You have a right to remove the roots, but you must act reasonably. If the removal of the roots causes the tree to die, you could be held responsible. I might consult with an arborist first to determine if the root removal can be done safely. In any event, the damage being caused by your neighbor's tree is his responsibility and constitutes a continuing nuisance and a trespass. You have a right to go to him and demand that he address the situation by removing the tree or trimming the roots on his property as well as to ask him to compensate you for your damages. Note, however, that the statute of limitations is 3 years, so you would only have the right to recover damages occurring within the last three years. In that this is a continuing situation, however, with damages continuing to accrue, you have a continuing right to pursue him for those damages if he does not address the problem.
Attorney Quinn is spot on.....I would only add that if you have suffered $4k in damage you should make a claim against your homeowner insurance. They will make a claim against him/his homeowner's insurance, and you should be able to be compensated for your loss.
Attorney Quinn and Ferris are correct and provide strong advice. I would only add the following - be careful if you pursue the litigation route with a neighbor. Many of these cases end up costing more in legal fees then the amount of damage done to your property. If you haven't already, perhaps have an informal conversation with your neighbor and see if this issue can be resolved between the two of you.

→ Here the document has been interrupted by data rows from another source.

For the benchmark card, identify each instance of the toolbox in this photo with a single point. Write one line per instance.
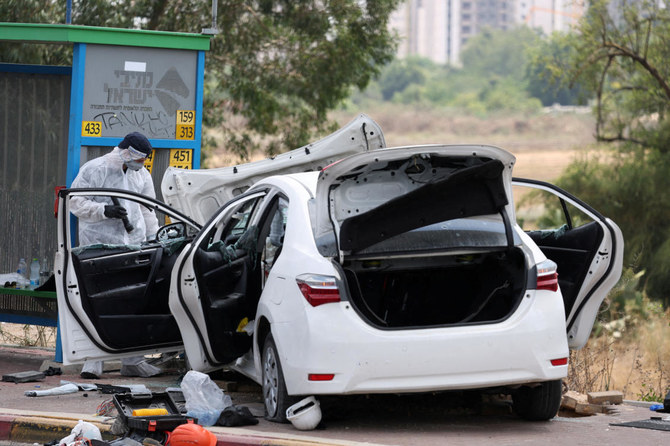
(154, 412)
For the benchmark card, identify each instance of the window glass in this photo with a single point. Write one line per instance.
(537, 209)
(475, 232)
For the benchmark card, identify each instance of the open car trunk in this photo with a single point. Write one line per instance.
(418, 292)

There is potential liability if you cut the roots and the tree dies. While the tree roots encroaching under the land constitute a nuisance as set forth in Civil Code 3479, there is a 1994 appellate court case (Booska v. Patel) in which the court held that the "basic policy of this state .. is that everyone is responsible for any injury casued another by his want of ordinary care or skill in the management of his property." Thus, while historical decisions seemingly gave the right to cut limbs, roots, branches at the property line, the more modern approach is to balance a landlowner's right to control his/her own property with a duty to act reasonably.